Identifying Browsers
The Panopticlick project is an interesting data collection exercise and experiment aimed at understanding just how unique a browser (yours, not to put too fine a point on it) is.
In essence, the EFF researchers show how to fingerprint a browser (1) without storing any state in the browser and (2) simply by executing code that reads public properties and configuration that your browser makes available (this information includes the “UserAgent” string, but goes far beyond it to detect other properties like installed fonts and plug-ins, screen size, screen resolution, and time zone, among others).

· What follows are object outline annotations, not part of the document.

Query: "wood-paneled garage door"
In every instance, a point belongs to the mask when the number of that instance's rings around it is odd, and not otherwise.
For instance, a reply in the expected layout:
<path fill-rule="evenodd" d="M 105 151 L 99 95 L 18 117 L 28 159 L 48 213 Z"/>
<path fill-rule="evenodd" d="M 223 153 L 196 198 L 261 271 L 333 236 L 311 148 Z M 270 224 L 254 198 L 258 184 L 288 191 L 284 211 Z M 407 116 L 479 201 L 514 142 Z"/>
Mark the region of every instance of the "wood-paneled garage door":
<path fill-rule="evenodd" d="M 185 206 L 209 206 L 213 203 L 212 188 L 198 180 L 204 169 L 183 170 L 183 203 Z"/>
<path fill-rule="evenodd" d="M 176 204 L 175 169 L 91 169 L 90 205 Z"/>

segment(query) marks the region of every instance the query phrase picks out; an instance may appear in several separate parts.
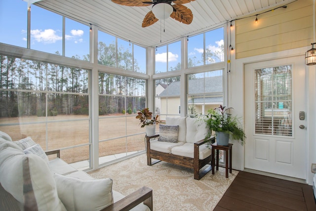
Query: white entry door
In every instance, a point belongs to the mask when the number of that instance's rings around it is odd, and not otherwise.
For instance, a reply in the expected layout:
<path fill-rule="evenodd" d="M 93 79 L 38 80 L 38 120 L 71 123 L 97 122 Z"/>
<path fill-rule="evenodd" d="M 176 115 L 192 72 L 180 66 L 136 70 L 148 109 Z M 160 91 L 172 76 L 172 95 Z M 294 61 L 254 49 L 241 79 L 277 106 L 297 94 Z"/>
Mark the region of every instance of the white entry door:
<path fill-rule="evenodd" d="M 304 62 L 297 56 L 245 65 L 245 168 L 306 179 Z"/>

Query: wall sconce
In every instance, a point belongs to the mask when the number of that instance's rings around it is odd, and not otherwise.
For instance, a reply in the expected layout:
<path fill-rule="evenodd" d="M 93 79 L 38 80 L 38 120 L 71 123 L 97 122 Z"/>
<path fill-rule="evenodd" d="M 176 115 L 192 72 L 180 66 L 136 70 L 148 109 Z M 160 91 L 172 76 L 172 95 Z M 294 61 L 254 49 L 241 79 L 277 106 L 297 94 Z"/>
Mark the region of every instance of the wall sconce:
<path fill-rule="evenodd" d="M 311 43 L 312 48 L 305 53 L 305 64 L 306 65 L 315 65 L 316 64 L 316 48 L 314 48 L 314 44 L 316 42 Z"/>

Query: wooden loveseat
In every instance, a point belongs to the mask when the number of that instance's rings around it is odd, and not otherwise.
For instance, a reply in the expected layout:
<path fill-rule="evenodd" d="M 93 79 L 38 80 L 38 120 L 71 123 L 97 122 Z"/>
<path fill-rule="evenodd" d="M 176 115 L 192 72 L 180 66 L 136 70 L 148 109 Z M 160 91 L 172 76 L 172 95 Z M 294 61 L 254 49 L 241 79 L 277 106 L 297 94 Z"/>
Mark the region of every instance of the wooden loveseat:
<path fill-rule="evenodd" d="M 215 139 L 211 137 L 205 140 L 207 132 L 205 123 L 189 117 L 167 117 L 166 126 L 162 126 L 159 125 L 159 134 L 146 136 L 148 165 L 162 161 L 190 168 L 193 169 L 194 178 L 198 180 L 212 169 L 209 164 L 212 158 L 210 143 L 215 142 Z M 169 126 L 179 126 L 176 142 L 161 141 L 168 136 L 164 130 L 161 132 L 161 128 Z M 164 138 L 159 140 L 161 136 Z M 152 162 L 152 159 L 157 160 Z M 206 165 L 209 166 L 201 169 Z"/>

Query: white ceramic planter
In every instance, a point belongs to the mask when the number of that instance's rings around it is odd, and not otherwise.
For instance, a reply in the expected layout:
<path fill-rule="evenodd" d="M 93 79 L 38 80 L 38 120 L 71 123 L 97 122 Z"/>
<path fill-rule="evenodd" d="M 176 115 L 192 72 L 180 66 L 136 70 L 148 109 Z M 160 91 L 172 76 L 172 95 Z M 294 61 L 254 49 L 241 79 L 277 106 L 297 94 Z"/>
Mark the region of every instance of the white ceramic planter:
<path fill-rule="evenodd" d="M 215 132 L 216 142 L 218 145 L 228 146 L 229 142 L 229 133 L 224 132 Z"/>

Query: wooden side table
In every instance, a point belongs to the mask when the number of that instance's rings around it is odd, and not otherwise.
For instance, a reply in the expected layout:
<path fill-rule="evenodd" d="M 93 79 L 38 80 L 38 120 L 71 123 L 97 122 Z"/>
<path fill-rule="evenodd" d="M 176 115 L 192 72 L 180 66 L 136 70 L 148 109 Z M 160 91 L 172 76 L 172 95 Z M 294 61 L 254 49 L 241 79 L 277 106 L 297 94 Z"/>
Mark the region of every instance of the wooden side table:
<path fill-rule="evenodd" d="M 214 154 L 216 150 L 216 170 L 218 170 L 218 164 L 219 163 L 218 151 L 224 150 L 225 151 L 225 168 L 226 169 L 226 178 L 228 178 L 228 169 L 229 172 L 232 173 L 232 154 L 233 151 L 233 144 L 228 144 L 228 146 L 218 145 L 217 143 L 212 144 L 212 174 L 214 174 L 214 168 L 215 161 Z"/>

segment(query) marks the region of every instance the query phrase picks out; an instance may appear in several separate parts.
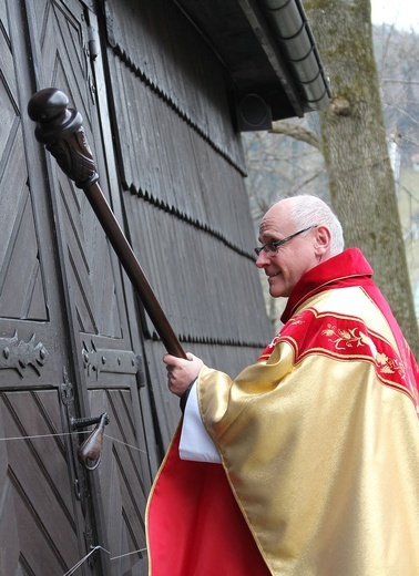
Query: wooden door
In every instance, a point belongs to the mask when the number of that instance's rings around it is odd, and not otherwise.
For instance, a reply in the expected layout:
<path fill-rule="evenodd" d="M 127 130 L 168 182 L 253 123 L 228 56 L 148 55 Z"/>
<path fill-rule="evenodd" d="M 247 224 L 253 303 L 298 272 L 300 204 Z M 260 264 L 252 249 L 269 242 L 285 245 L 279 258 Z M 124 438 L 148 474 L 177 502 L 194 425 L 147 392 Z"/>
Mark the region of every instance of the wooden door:
<path fill-rule="evenodd" d="M 61 575 L 81 560 L 78 574 L 146 574 L 156 457 L 131 288 L 25 113 L 39 89 L 68 94 L 121 216 L 96 16 L 79 0 L 0 0 L 0 574 Z M 71 419 L 103 412 L 90 472 Z"/>

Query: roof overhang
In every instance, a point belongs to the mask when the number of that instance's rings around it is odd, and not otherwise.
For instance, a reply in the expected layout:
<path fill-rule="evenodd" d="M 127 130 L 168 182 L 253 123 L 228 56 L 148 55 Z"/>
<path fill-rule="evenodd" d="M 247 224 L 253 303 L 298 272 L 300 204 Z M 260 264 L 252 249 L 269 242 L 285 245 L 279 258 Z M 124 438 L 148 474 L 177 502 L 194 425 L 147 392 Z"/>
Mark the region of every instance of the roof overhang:
<path fill-rule="evenodd" d="M 175 0 L 228 72 L 239 130 L 303 116 L 330 99 L 300 0 Z"/>

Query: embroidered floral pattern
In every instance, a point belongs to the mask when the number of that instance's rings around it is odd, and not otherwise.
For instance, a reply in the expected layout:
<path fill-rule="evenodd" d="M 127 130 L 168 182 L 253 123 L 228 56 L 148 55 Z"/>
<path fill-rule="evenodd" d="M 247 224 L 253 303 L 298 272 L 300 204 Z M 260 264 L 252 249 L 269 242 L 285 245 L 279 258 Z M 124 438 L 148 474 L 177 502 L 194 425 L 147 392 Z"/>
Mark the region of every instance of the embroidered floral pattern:
<path fill-rule="evenodd" d="M 399 373 L 405 378 L 403 366 L 398 358 L 389 358 L 386 353 L 379 352 L 375 342 L 369 336 L 364 333 L 359 328 L 341 329 L 333 325 L 327 325 L 327 328 L 321 331 L 323 336 L 335 344 L 336 350 L 345 350 L 346 348 L 367 346 L 376 360 L 376 367 L 381 374 Z"/>

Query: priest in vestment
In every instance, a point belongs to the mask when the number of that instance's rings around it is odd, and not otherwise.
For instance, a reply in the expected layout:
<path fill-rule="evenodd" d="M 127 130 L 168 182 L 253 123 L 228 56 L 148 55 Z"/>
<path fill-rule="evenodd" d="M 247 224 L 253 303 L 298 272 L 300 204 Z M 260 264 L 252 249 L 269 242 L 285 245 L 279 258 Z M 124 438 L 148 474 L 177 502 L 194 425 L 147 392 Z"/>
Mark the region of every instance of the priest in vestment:
<path fill-rule="evenodd" d="M 166 354 L 185 404 L 147 507 L 152 576 L 418 576 L 419 372 L 318 198 L 275 204 L 256 265 L 284 326 L 235 379 Z"/>

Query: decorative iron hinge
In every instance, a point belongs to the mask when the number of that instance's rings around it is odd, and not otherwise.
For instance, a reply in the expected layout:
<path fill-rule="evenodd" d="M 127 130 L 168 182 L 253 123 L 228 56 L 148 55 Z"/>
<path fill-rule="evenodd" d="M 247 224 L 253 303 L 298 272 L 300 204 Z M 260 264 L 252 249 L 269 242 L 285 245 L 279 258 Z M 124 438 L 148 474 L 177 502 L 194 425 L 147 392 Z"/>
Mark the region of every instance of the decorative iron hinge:
<path fill-rule="evenodd" d="M 23 378 L 23 370 L 30 366 L 41 376 L 41 368 L 49 357 L 42 342 L 35 343 L 35 335 L 28 342 L 18 338 L 14 331 L 12 338 L 0 338 L 0 369 L 14 369 Z"/>
<path fill-rule="evenodd" d="M 83 364 L 88 376 L 92 372 L 113 372 L 136 374 L 141 367 L 141 357 L 131 350 L 96 348 L 93 340 L 90 346 L 83 342 Z"/>

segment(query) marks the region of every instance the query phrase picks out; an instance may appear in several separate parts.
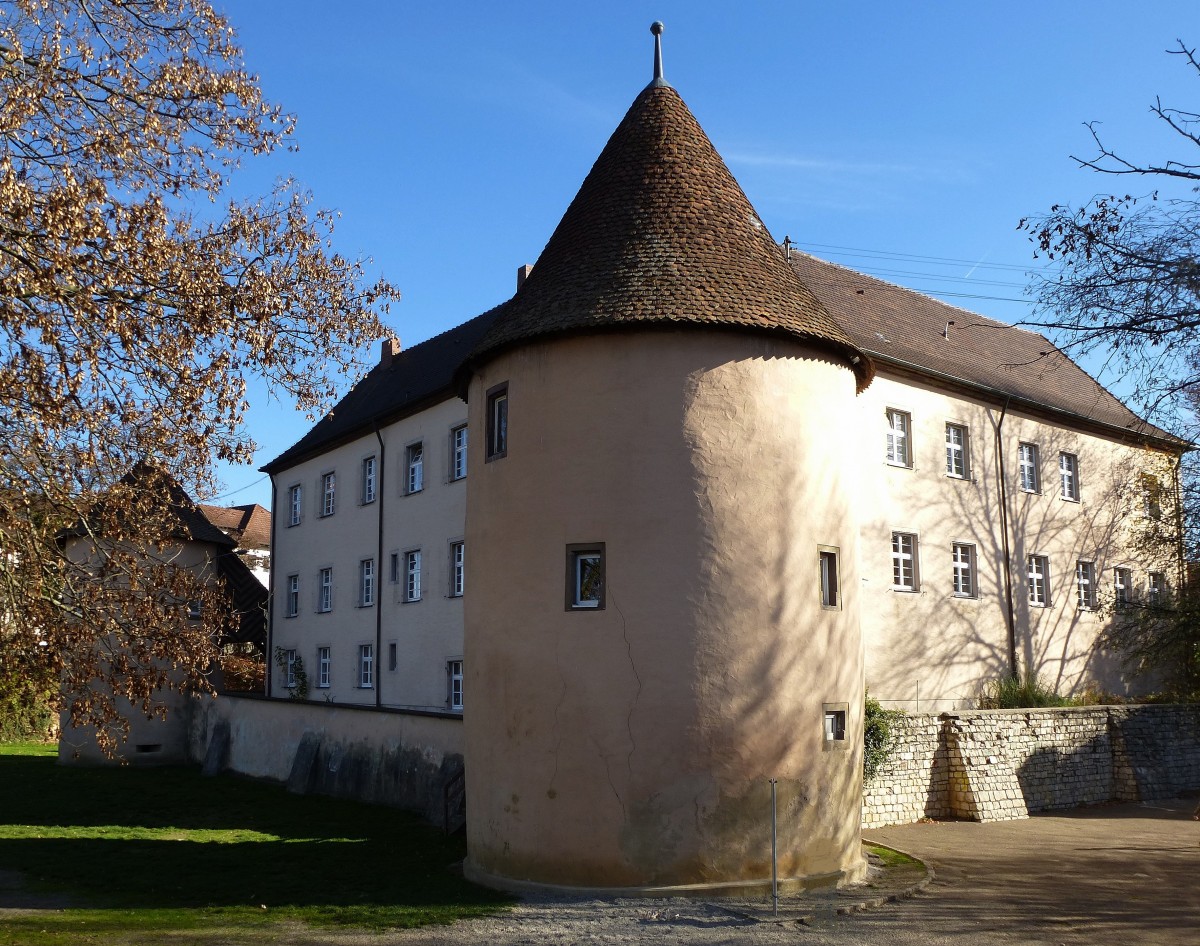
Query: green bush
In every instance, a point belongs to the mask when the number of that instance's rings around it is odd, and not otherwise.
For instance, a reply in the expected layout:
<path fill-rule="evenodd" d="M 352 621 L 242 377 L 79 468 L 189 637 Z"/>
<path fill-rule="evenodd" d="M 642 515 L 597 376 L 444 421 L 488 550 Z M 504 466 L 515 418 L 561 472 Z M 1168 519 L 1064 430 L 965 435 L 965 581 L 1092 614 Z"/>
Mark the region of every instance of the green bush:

I first heard about this project from Bruce Schneier’s February Cryptogram (covering his January 29 blog post – most of the comments, including one from the EFF researcher, Peter Eckersley, are enlightening), but then a paper about the system crossed my email Inbox. Going to the site, I found that my browser (as of 15 March) has about 19.5 bits of entropy and is unique out of 741,612 browsers that have visited the page. Like most other people have experienced, the most distinct parts of my fingerprint are my system fonts and my plug-in details. My user-agent (Mozilla/5.0 (Macintosh; U; Intel Mac OS X 10.5; en-US; rv:1.9.2) Gecko/20100115 Firefox/3.6), time zone (EDT), and screen details (1440x900x24) also give away some bits of identifying information, but much less than the fonts and plug-ins.
Schneier’s blog links to this Arstechnica news story.
Other related work is the browserrecon project.